Santander no se mueve por narrativas; se mueve por márgenes y costo de riesgo. El director general global del grupo, Héctor Grisi, lo dejó en claro durante la conferencia con analistas e inversionistas para presentar los resultados del segundo trimestre de 2026: el banco incrementará el capital destinado a empresas medianas y Pymes en México porque los números justifican la apuesta.
«México es una oportunidad y nos verán invirtiendo capital en algunos segmentos del mercado. Veo una gran oportunidad en las empresas medianas y en las Pymes», afirmó Grisi.
La estrategia no es de volumen sino de selección. El ejecutivo subrayó que Santander evalúa de forma permanente el comportamiento del mercado antes de ampliar exposición: «Somos muy disciplinados en la forma en que desplegamos capital.
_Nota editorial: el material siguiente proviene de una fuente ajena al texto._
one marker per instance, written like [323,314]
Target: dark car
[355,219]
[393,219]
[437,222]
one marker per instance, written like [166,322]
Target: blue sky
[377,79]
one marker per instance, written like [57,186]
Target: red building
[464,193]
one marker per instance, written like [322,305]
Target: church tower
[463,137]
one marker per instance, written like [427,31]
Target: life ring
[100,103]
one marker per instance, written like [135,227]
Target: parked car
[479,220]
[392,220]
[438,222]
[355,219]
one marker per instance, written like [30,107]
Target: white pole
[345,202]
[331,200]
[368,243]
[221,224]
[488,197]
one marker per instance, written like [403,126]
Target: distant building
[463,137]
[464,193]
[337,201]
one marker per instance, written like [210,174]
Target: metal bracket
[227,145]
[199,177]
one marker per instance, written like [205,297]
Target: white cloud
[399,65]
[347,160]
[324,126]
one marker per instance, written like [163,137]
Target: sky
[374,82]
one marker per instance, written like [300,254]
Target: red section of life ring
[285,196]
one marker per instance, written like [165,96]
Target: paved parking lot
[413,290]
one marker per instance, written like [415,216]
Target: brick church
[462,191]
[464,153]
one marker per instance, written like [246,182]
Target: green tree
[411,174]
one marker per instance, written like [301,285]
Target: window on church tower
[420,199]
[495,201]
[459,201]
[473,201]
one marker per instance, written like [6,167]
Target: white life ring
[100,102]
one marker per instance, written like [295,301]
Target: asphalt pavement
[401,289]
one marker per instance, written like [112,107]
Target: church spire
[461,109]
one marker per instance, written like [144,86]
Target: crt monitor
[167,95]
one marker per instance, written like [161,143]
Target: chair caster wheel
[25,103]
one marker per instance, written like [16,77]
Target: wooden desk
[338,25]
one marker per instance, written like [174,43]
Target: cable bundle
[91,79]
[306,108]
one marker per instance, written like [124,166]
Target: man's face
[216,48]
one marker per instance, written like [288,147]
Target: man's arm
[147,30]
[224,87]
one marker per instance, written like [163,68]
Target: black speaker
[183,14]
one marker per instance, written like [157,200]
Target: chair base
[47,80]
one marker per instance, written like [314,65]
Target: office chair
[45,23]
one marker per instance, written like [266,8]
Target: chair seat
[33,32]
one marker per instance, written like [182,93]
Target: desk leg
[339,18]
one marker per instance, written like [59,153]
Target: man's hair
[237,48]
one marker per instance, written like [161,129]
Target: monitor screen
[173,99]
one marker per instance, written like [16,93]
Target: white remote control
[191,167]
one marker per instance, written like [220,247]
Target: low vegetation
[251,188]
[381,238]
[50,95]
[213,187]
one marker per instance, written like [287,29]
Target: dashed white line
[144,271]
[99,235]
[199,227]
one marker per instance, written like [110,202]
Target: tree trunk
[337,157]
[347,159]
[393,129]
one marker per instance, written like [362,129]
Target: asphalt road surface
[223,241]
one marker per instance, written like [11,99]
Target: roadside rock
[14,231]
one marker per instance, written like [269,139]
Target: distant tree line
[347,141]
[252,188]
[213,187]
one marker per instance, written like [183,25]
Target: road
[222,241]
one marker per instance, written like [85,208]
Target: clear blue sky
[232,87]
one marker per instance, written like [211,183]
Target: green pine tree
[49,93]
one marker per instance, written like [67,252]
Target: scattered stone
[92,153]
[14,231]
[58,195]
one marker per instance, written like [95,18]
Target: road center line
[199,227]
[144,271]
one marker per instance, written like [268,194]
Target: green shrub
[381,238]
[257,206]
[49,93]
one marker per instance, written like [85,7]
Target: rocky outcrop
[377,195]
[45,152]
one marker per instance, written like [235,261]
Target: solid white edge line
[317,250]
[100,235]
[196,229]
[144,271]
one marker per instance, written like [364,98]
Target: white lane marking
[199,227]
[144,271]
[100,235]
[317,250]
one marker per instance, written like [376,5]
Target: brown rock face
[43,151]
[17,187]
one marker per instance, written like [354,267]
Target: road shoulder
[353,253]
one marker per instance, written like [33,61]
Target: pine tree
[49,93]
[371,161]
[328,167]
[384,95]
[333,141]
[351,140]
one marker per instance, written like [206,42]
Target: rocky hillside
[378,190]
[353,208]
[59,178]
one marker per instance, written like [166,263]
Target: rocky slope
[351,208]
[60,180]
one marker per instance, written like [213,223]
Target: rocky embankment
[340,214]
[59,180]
Si vemos que los márgenes se estrechan o que hay un segmento que no nos gusta, simplemente no asignamos capital».
En términos de producto, el banco apunta a crédito automotriz, hipotecario y de nómina, mientras mantiene cautela en tarjetas y préstamos personales por el mayor costo de riesgo. La apertura hacia esos segmentos más volátiles dependerá, según Grisi, de que el mercado laboral conserve su fortaleza, y aun así el banco priorizaría clientes con los que ya mantiene relación comercial.
El directivo también destacó que la transformación operativa del grupo ha fortalecido la captación de depósitos transaccionales y mejorado el costo de fondeo en México, lo que ha contribuido a una expansión de márgenes en el país.
Sobre el T-MEC, Grisi anticipó negociaciones complejas en las próximas semanas, pero descartó el riesgo de cancelación. Recordó que el propio mecanismo del tratado permite su renovación automática por un año si las partes no alcanzan acuerdo durante la revisión. «Veo negociaciones difíciles, pero creo que llegarán a un acuerdo. México necesita a Estados Unidos tanto como Estados Unidos necesita a México», sostuvo.
El argumento es de interdependencia productiva: la economía estadounidense requiere la capacidad manufacturera y los costos laborales competitivos de México, mientras el país depende del mercado del norte como destino de exportaciones. Ambas naciones, razonó Grisi, tienen incentivos para preservar el acuerdo.
Tras una visita reciente a México, el directivo observó una mejora en la actividad económica y aseguró que el consumo comienza a recuperarse. Anticipó un mejor desempeño de la economía mexicana durante la segunda mitad de 2026, aunque reconoció que el proceso de negociación del T-MEC seguirá generando incertidumbre.
Los números primero: cuando un banco de escala global con mandato de retorno ajustado por riesgo decide crecer cartera en México, el mensaje al mercado es más elocuente que cualquier declaración oficial. Santander no apuesta por el discurso del gobierno; apuesta por la capacidad de pago de la clase media y el empresariado mediano. El riesgo real no está en la solidez del sector privado mexicano, sino en la incertidumbre regulatoria y en una renegociación del T-MEC que el aparato estatal ha manejado con opacidad. Si la libre empresa y el marco jurídico aguantan, el capital seguirá encontrando el camino.